Neither paper mentioned that the DOT knew of the dangers of this crosswalk but has failed to act to protect pedestrians. In August 2001 a flashing crosswalk system was installed at that intersection, but the system was later removed. The installation was described in a DOT press release at the time.

The AARP survey conducted in May 2006 included monitoring of an intersection near Waianae High School that is one or two away from the Alawa Place scene of the fatal Makaha accident. AARP found that "drivers do not obey traffic signals," that drivers "seem to be speeding," that "car speeds are too fast." The monitors observed "unsafe driver behavior."

The monitors also found problems with crossing lights that were too short for people of normal physical ability and other major problems. The same drivers who speed through the monitored intersection zoom through the Alawa Place intersection.

Since the publication of the AARP study it appears that the DOT has done nothing to improve the unsafe conditions identified by the AARP. At testimony at the State Capitol, the best DOT could do was to ask for $1 million dollars to hire a consultant for a study that would delay action until 2010. Instead of explaining what they will do when questioned by legislators, they consistently explained what they can't (or won't) do.

It's time that the City got serious about enforcing the speed laws already on the books.

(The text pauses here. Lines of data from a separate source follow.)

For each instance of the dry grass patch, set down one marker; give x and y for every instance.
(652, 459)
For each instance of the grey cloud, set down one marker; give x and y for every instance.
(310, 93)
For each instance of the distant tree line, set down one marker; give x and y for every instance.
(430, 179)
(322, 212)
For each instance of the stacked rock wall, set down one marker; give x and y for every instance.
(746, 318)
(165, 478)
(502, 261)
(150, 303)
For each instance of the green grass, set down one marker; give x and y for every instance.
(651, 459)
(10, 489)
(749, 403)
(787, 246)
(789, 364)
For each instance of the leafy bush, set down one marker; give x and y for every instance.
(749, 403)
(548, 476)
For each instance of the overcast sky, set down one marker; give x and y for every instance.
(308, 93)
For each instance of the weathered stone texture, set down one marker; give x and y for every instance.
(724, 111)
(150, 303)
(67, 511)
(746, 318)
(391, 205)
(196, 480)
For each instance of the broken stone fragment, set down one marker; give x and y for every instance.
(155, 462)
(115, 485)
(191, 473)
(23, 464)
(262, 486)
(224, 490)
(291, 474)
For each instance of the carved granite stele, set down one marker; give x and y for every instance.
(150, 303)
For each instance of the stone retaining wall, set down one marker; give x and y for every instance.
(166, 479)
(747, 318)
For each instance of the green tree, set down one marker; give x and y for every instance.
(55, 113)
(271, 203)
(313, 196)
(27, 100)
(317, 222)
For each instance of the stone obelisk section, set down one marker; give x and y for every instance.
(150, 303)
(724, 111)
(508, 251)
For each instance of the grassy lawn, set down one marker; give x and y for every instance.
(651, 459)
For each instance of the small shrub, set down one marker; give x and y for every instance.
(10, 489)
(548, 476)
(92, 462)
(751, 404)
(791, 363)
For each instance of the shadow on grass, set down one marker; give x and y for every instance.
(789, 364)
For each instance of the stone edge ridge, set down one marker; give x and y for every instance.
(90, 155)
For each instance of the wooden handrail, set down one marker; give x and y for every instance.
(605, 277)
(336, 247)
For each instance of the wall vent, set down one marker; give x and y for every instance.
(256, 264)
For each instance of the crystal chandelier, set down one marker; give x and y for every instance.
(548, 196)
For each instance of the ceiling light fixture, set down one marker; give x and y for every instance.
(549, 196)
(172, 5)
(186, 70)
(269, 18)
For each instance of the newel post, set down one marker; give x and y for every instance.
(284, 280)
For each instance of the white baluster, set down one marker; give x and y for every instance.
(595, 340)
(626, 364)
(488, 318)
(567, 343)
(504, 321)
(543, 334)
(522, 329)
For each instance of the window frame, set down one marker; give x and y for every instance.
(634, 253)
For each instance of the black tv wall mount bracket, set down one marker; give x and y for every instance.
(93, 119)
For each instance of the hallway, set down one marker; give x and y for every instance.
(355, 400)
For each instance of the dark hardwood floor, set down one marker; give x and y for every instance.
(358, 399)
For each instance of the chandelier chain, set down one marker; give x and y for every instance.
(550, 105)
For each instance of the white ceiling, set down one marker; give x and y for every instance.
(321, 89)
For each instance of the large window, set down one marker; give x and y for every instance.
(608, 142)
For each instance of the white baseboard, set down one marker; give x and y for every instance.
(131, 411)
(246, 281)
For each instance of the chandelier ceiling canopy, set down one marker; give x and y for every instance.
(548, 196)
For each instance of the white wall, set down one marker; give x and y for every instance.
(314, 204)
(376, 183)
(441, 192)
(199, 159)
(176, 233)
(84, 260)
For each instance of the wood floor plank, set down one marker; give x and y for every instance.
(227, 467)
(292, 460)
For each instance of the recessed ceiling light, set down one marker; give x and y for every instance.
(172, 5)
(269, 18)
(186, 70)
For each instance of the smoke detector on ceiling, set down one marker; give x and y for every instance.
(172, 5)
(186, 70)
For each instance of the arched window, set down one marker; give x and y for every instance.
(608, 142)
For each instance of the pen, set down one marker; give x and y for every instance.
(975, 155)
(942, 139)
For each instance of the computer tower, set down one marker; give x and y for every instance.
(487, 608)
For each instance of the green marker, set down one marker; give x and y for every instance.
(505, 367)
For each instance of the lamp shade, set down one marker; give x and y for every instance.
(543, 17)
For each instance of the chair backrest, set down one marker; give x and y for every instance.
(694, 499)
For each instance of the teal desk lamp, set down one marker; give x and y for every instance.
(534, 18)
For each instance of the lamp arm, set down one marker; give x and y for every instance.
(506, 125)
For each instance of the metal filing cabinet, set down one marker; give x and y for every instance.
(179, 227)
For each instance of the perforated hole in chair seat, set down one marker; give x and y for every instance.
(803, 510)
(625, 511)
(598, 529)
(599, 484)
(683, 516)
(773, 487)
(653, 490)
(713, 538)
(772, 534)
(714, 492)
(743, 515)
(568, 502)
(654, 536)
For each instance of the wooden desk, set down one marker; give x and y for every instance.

Drivers would pay attention at crosswalks if they expected they would be ticketed. They'd slow down, too, and obey traffic signals.

A clear message is being sent to drivers: no one is watching you, do what you want. The risk that you'll be caught if you violate speed or other traffic laws day after day, all year long, is so low that it's ok if you do it. An Advertiser front-page story confirms, "57% of Oahu drivers violate crosswalk law." We should not tolerate this. The loss of life on our streets is mostly avoidable. That we do nothing is inexcusable.

Kokua Council calls on the Mayor and the Governor to devise and announce plans to turn this around. There is no budget surplus, dear Governor, if your DOT is paralyzed and unable to do anything unless it gets $1 million from the legislature. Your surplus is a profit earned by neglecting public safety--on the streets, near the dams, and no doubt elsewhere.